Время меня торопит, и я заканчиваю свой вынужденно беглый осмотр, останавливаю один из проходящих автобусов и спешу на автостанцию. Увы, опоздал: последний автобус на Чэнду только что ушел, и мои надежды проехать по дорогам Чэндуской равнины провалились. Теперь нужно торопиться к последнему поезду на станцию Цзяцзян.

Окружающий пейзаж заметно отличается от того, что довелось наблюдать не только в бедной Гуйчжоу, но даже в плодородной западной Юньнани; дорога бежит по равнине, и кроме привычных глазу полей проплывают мимо и зеленые рощи, и покрытые свежими травами луга. Частые деревни выглядят зажиточно и преуспевающе. Местами идет пахота, и я впервые в Китае вижу на залитых водой рисовых чеках тракторы: маленькие железные мустанги, на которых восседают судорожно держащиеся за руль ковбои, норовисто прыгают, трясутся, переваливаются с боку на бок, пробираясь от бровки до бровки в грязно-бурой воде. А рядом уже ярко и сочно зеленеют прямоугольники рисовой рассады, золотится спелая пшеница. Прямо у обочины машут цепами крестьянки, обмолачивая собранный урожай.

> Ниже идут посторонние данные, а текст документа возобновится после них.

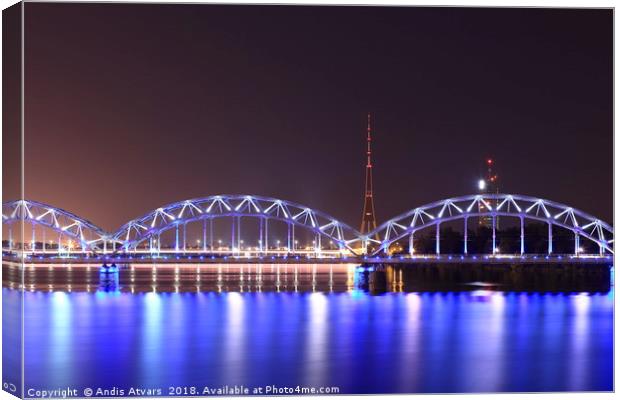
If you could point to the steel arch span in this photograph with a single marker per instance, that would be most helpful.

Среди таких же разноликих полей лежит железнодорожная станция Цзяцзян. Отвыкший от комфортабельного проезда и измотанный переездами и перебежками последних дней, не сразу верю в удачу, когда кассир совершенно обыденным голосом предлагает «мягкий сидячий». Но оцепенение быстро проходит, и вот я уже в кресле весьма кстати прицепленного к составу дополнительного мягкого вагона. Два часа пути — и новая, доселе неизвестная страница путешествия — г. Чэнду.

Столица царства Шу

Чэндуский вокзал, новый и чистый снаружи и уже изрядно потертый внутри, так же шумен, тороплив и суетен, как вокзалы всех больших городов. На широкой, просторной привокзальной площади — оживление. К выплеснувшей с поезда и томящейся в ожидании автобуса толпе пассажиров лихо подруливают владельцы грузовых мотороллеров, умело переоборудованных в пассажирские, небрежно покручивая педалями, подъезжают велорикши, забирают самых нетерпеливых, выруливают на прямую, как стрела, Южную народную улицу и растворяются за чередой обрамляющих ее деревьев.